Paul returns to his advice about singleness and marriage. He recognises that every relationship brings responsibilities, and rightly so. With the possibility of persecution and the inevitable pressure that would bring to married couples and the extended families, he urges caution about rushing into marriage - which would otherwise have been a normal expectation.
He now develops his previous argument about the need to be emotionally undistracted and mobile when persecution comes (1 Corinthians 7:25-28). As we invest in marriage, what concerns one partner also concerns the other. Also they want to protect and please each other. There is a proper sense in which one partner is the priority concern of the other. The practical issues of finance, home-building, interaction with the extended family, raising children and emotionally satisfying the other spouse … all take time, thought, skill and devoted love.
Does that mean that married believers cannot be devoted to Jesus? No! Of course not! But it does mean that both husband and wife need to agree together to prioritise God's kingdom and be ready to accept the stresses associated with living for Christ in a hostile world. Singleness avoids many of those concerns and Paul gives special honour to those who are willing to forgo marriage for the sake of God's call, as Jesus did (Matthew 19:12).

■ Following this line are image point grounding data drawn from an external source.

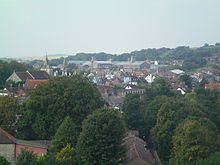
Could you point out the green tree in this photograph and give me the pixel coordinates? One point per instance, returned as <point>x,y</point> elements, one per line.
<point>187,80</point>
<point>67,133</point>
<point>66,156</point>
<point>132,111</point>
<point>26,158</point>
<point>3,161</point>
<point>170,114</point>
<point>192,142</point>
<point>150,116</point>
<point>52,101</point>
<point>213,159</point>
<point>100,141</point>
<point>9,108</point>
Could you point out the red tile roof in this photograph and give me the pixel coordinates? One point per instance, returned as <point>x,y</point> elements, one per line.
<point>31,84</point>
<point>215,86</point>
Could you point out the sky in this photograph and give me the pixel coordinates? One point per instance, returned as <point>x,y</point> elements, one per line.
<point>30,28</point>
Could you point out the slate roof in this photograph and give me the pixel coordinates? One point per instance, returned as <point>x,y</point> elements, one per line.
<point>31,84</point>
<point>39,75</point>
<point>24,75</point>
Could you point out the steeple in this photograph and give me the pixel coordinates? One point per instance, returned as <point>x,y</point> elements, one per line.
<point>46,63</point>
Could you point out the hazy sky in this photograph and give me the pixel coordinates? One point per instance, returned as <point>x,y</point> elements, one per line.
<point>32,27</point>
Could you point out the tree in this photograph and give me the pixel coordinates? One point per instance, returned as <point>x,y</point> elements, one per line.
<point>9,108</point>
<point>213,159</point>
<point>150,116</point>
<point>3,161</point>
<point>100,141</point>
<point>67,133</point>
<point>171,113</point>
<point>26,158</point>
<point>66,156</point>
<point>192,142</point>
<point>187,80</point>
<point>52,101</point>
<point>132,112</point>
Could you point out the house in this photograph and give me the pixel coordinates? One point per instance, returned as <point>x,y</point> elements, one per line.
<point>10,147</point>
<point>32,84</point>
<point>130,89</point>
<point>213,86</point>
<point>28,75</point>
<point>137,154</point>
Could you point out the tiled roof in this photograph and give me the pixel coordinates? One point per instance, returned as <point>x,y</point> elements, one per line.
<point>31,84</point>
<point>24,75</point>
<point>39,75</point>
<point>6,138</point>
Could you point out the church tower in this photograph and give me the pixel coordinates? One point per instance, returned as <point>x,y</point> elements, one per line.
<point>46,67</point>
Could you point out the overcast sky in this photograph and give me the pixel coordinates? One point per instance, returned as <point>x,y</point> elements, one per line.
<point>33,27</point>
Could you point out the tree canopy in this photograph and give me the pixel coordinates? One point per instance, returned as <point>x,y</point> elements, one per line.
<point>67,133</point>
<point>51,102</point>
<point>100,141</point>
<point>192,142</point>
<point>9,109</point>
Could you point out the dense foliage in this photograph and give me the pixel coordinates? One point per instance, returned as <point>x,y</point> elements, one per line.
<point>67,133</point>
<point>192,141</point>
<point>3,161</point>
<point>51,102</point>
<point>9,109</point>
<point>101,138</point>
<point>26,158</point>
<point>192,57</point>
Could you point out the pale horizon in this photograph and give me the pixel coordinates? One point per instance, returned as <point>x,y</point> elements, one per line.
<point>31,28</point>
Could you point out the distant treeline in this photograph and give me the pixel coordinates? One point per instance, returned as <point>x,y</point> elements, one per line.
<point>192,57</point>
<point>179,53</point>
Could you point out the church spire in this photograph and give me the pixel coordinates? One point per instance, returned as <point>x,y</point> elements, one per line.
<point>46,60</point>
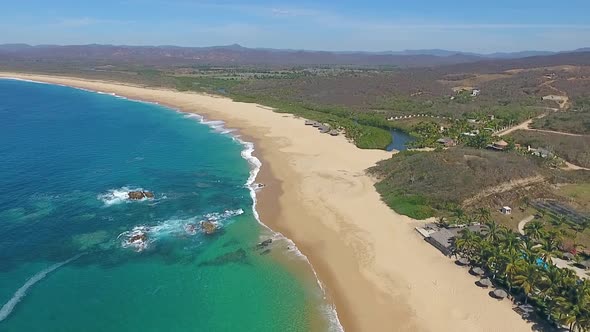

What does matter for all believers is that we devote ourselves to the Lord whatever our social and marital situation. All of us will experience limitations of one kind or another; and all will struggle with the practical challenges of living for Jesus in a world that does not want Him Lord of all. However it is a special challenge to those who are not yet married that they should consider their future lives in the context of God's kingdom and not just their human desires.